How Catholic teaching materials view Jews,
Protestants, and racial minorities
by John T, Pawlikowski, O.S.M.
Reviewed by Gordon Nary
As we see increasing reports of hatred and violence against various minority, ethnic, and religious groups in the daily news, many of us try to better understand the sources of prejudice and teach our children that everyone is equal and infinitely loved by God, Recently, there have been increasing studies on the possible genetic factors in prejudice, with one study postulating a genetic basis for prejudice in rhesus monkeys which was subsequently retracted by Scientific American.
There is. however, another study that is far more practical. There was a landmark study in the 1960s by St. Louis University, in cooperation with the Institute of Human Relations of the American Jewish Community that demonstrated how many Catholic schoolbooks portrayed American minorities - especially Jews, In 1973. Father John Pawlikowski brought this important study to a wider audience with this book and significantly helped address how the subtext of some of our books may have contributed to and/or reinforced some prejudice in our children and adults considering the Catholic faith. Even though many of the original texts are no longer used or have been revised, it is important that catechetists and parents understand their responsibilities in reviewing all teaching material to assess whether they include any direct or indirect prejudicial texts or subtexts.
In the forward to this book, Father William J Tobin, who was Assistant Director of the National Center of Religious Education, pointed out that " Prejudice seems to be linked so closely with our human condition that it is the last factor frequently to be acknowledged and confronted. It is a label that we so easily can attribute to others while absolving ourselves of any failing." Unfortunately, this observation is as true today as it was in 1973 when this book was published.
Father Pawlikowski cites many of the positive portraits of racial and ethnic groups in the study that addressed African-Americans, American Indians, Asians, Hispanics, and Jews, as well as a few of the negative portraits. In his focus on Judaism, , Father Pawlikowski points out that " Judaism is not just a religious phenomenon. Jews combine both an ethnic and a religious aspect around a common core of peoplehood and this facet of Judaism is probably the one that Christians find most difficult to grasp." He then comments on "the new immigrants" and states that " The situation of the New Immigrant group in America has taken on a renewed importance in the American social situation." That statement could have been taken from the daily news headlines.
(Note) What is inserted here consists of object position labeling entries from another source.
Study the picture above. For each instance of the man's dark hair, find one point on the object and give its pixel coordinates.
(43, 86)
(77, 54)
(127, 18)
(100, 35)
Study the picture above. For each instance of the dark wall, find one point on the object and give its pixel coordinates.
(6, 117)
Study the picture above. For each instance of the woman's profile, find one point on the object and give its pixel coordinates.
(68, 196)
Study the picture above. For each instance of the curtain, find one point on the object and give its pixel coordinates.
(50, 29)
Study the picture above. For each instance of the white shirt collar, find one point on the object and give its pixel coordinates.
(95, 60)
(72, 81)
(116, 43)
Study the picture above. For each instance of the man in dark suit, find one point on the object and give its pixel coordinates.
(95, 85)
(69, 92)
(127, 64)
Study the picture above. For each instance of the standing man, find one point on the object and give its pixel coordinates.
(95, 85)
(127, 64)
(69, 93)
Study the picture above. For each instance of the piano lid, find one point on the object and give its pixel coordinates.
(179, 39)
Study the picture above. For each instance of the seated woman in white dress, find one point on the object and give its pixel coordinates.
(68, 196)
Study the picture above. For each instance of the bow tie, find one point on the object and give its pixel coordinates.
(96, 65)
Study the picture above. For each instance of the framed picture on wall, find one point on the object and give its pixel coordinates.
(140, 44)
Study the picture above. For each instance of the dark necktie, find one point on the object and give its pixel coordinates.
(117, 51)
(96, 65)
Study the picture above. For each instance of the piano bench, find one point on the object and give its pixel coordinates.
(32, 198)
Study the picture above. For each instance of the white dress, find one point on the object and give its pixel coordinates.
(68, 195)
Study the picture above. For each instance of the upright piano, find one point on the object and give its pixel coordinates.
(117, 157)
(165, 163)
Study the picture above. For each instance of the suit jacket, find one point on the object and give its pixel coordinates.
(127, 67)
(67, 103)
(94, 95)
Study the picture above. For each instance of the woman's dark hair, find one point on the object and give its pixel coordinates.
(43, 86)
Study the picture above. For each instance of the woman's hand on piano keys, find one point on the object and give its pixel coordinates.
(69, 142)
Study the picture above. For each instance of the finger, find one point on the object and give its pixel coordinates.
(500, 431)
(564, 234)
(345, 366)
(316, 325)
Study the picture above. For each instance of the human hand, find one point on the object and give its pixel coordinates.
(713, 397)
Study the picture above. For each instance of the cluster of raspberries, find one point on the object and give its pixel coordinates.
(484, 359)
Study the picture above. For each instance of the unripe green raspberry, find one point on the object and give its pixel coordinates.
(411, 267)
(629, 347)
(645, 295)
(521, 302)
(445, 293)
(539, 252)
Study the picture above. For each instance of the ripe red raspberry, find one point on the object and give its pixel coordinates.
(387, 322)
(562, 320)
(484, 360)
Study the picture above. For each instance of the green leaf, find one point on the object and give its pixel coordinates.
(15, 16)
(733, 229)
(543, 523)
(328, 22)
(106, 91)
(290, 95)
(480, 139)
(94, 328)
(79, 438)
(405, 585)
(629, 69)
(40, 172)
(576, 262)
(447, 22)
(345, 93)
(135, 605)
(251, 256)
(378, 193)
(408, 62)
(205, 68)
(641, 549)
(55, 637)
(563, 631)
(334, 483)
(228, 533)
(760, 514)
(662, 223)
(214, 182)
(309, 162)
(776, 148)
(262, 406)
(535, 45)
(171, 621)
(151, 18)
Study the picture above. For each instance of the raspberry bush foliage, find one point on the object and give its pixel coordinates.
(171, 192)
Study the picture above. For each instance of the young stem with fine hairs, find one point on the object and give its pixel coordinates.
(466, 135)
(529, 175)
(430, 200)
Father Pawlikowski has chapters titled the Portraits of Racial and Ethnic Groups, Portraits of Non-Catholic Religious Groups, Findings Regarding Judaism,and Christian Education and the Jewish People and cites the positive and problematic statements on these topics in the studies reviewed, In his chapter titled Conclusions, Father Pawlikowski states that "A particularly troublesome point in Christian-Jewish relations has been Paul's apparently passionate hostility to the Torah after his conversion.". Further on he points out that "recent biblical and extra-biblical scholarship has done much to explain the antagonism which emerges from a simplistic reading of the New Testament by providing a contextual framework for understanding, say Paul's attack on the Law, or the struggle between Jesus and the Pharisees." as well as comments on other problematic Biblical texts
Another conclusion that is unfortunately a continuing expression of prejudice, hatred, and violence is his reflection in the section titled Judaism and Israel in which he points out that " If Christian students are to receive an authentic understanding of Jews and Judaism in today's world, that understanding must encompass the Jewish sense of personhood and identification with Israel." And in the opening of his concluding paragraph, he states "Some people who have been active in the struggle for brotherhood and intergroup understanding are discouraged at recent events." This observation demonstrates that why this book is as relevant today as it was more than forty years ago.